Bordering on the limits of what can be considered real or imaginary, Catherine Villermé’s paintings stand at the crossroads of figurativism and abstraction.
Works that leave space for emotion
This artist’s main goal is to leave space for emotion, thus creating landscapes formed by a type of interior vision, producing surreal even subconscious worlds.
Figurative painting is a way for her to tell an emotional story. Catherine Villermé believes in impulses, in listening to vibrations, to frequencies. Because each canvas reveals something that we all carry within ourselves, but that we’re so blissfully unaware of.
In order to create her pictorial projects, Villermé immerses herself in a musical environment in order to build a story little by little about feelings.

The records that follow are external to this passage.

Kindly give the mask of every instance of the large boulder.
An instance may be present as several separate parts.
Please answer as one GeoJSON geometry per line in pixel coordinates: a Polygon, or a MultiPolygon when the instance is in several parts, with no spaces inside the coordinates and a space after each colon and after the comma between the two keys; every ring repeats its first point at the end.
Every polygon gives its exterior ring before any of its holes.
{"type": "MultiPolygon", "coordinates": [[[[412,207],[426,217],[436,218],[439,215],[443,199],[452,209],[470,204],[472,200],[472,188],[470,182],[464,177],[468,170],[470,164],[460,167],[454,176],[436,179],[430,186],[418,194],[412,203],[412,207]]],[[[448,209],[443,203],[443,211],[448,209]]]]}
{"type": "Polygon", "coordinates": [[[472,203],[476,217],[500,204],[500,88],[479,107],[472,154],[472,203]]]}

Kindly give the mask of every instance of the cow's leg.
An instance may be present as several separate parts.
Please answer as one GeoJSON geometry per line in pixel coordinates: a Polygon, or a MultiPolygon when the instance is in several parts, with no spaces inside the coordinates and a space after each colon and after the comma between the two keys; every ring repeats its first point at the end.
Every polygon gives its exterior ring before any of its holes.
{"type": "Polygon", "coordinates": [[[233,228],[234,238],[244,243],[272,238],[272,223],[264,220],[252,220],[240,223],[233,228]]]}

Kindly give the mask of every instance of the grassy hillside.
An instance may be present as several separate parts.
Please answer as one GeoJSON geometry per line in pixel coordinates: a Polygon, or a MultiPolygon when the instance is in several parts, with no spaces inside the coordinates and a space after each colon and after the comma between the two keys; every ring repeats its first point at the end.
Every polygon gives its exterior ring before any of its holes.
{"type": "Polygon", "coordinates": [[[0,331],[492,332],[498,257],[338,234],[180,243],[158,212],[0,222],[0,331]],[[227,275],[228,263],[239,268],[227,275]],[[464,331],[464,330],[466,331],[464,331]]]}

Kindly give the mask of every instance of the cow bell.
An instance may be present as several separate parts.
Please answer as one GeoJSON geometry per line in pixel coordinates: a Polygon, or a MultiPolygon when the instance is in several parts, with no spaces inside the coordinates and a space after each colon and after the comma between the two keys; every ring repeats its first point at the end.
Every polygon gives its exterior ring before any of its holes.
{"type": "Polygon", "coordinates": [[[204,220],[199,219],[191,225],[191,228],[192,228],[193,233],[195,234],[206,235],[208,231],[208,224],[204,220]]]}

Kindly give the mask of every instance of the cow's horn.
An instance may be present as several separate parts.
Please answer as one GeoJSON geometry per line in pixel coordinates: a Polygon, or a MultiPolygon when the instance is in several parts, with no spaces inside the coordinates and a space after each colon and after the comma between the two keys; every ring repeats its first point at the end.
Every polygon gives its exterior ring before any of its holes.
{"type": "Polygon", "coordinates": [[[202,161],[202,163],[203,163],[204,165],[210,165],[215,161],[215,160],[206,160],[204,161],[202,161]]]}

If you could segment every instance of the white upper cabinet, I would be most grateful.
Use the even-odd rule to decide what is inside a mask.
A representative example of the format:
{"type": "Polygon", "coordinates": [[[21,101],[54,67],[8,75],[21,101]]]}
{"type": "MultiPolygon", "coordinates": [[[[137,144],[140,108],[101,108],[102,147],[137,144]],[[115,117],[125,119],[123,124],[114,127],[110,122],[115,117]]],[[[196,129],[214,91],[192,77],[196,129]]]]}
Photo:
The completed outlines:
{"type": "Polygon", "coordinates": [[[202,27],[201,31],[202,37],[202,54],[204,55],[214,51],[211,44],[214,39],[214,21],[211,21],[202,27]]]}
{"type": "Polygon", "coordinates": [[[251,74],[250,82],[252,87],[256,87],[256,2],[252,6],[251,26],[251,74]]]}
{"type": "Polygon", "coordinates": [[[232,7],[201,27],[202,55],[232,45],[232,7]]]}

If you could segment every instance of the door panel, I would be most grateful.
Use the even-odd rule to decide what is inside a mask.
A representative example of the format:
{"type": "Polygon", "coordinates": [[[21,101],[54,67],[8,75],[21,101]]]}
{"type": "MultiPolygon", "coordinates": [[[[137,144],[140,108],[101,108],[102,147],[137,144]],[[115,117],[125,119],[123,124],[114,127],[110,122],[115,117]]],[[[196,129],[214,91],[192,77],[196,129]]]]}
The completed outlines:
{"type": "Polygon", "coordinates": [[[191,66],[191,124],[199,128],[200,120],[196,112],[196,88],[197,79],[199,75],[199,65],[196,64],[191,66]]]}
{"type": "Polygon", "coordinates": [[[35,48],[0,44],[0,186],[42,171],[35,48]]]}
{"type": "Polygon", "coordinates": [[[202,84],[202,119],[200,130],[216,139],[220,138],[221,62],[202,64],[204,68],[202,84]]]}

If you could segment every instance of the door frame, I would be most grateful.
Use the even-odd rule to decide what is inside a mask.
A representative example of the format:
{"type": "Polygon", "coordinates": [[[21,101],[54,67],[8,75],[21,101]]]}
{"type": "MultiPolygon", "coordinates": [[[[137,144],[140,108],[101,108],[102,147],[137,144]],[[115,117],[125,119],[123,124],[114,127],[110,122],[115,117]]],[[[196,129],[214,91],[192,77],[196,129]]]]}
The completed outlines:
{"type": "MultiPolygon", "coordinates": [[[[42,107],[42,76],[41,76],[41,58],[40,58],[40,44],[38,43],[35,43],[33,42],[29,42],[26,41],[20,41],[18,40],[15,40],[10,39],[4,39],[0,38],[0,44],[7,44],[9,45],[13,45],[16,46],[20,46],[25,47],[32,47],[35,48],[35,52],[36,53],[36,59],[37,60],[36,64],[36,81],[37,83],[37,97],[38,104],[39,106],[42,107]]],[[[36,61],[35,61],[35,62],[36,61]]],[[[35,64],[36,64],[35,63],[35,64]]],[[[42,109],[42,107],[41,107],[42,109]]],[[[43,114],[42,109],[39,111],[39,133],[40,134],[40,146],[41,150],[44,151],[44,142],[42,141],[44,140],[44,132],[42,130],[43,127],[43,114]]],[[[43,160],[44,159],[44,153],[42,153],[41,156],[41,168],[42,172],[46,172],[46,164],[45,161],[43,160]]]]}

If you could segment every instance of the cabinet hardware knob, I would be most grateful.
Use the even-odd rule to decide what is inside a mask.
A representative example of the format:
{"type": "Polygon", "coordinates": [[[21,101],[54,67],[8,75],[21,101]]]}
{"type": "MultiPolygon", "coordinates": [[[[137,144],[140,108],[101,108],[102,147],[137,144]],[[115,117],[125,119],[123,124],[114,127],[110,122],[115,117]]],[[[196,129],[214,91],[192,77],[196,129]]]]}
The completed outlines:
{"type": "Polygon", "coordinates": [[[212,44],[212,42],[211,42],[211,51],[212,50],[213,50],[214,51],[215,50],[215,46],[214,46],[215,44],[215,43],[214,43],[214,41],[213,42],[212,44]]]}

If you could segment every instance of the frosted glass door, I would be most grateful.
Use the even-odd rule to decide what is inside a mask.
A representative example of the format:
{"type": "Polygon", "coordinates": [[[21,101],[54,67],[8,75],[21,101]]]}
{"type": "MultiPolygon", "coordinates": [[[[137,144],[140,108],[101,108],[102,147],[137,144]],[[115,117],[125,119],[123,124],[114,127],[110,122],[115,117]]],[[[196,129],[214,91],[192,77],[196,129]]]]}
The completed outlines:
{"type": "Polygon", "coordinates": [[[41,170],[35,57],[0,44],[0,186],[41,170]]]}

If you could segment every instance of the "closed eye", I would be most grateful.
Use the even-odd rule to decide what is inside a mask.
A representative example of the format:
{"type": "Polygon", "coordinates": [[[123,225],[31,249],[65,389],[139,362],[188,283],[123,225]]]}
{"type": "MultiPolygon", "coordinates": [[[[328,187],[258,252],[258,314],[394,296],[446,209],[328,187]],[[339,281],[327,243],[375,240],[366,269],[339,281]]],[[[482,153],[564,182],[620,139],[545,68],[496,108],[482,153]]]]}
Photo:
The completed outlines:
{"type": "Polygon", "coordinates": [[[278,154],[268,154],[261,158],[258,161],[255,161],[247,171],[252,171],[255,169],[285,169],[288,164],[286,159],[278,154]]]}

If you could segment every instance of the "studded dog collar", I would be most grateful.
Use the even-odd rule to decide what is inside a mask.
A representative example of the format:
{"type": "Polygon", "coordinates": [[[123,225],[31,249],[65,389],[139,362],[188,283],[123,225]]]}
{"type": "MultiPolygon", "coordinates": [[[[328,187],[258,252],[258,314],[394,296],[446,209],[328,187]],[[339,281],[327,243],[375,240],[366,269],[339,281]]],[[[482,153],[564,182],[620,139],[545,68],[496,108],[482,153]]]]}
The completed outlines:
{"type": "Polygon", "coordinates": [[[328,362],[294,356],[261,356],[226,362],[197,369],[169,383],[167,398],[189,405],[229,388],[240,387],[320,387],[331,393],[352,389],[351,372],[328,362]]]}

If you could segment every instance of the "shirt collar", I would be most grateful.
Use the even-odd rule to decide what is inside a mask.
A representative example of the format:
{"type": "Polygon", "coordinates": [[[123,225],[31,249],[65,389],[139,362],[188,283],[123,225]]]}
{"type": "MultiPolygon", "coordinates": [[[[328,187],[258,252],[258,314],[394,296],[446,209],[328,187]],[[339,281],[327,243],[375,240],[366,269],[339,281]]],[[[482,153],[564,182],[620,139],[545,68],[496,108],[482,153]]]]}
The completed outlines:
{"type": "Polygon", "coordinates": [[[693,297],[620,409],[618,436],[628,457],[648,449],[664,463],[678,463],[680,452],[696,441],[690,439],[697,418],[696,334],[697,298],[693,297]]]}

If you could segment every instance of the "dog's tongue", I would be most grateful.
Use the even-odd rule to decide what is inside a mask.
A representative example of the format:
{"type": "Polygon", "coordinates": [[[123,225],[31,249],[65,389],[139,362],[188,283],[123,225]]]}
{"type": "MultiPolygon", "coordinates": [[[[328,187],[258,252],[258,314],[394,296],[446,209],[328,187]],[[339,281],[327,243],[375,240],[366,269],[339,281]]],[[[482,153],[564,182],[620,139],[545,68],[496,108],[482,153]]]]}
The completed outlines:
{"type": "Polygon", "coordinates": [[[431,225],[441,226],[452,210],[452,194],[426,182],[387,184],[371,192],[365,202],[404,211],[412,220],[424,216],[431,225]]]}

After a battle with a long illness, Catherine Villermé now draws her inspiration from surpressed and forgotten memeories, where ocean and forest meet.
A well established technique
Oil on canvas is this artist’s medium of choice for accomplishing her works, a technique that imposes its time, sometimes forcing her to work on an emotion to painstaking extents even reaching the point of self-forgetfulness.
The oil allows all the remorse, all the resumptions, all the overlays, it allows her to confess all her truths, but also lie at the same time.
In her paintings, Catherine Villermé likes to play with light and create colored partitions with the help of brush, a spatula, a finger, a rag, without leaving anything out. She is indeed constantly in search of ways to portray and depict her deepest expectations and desires.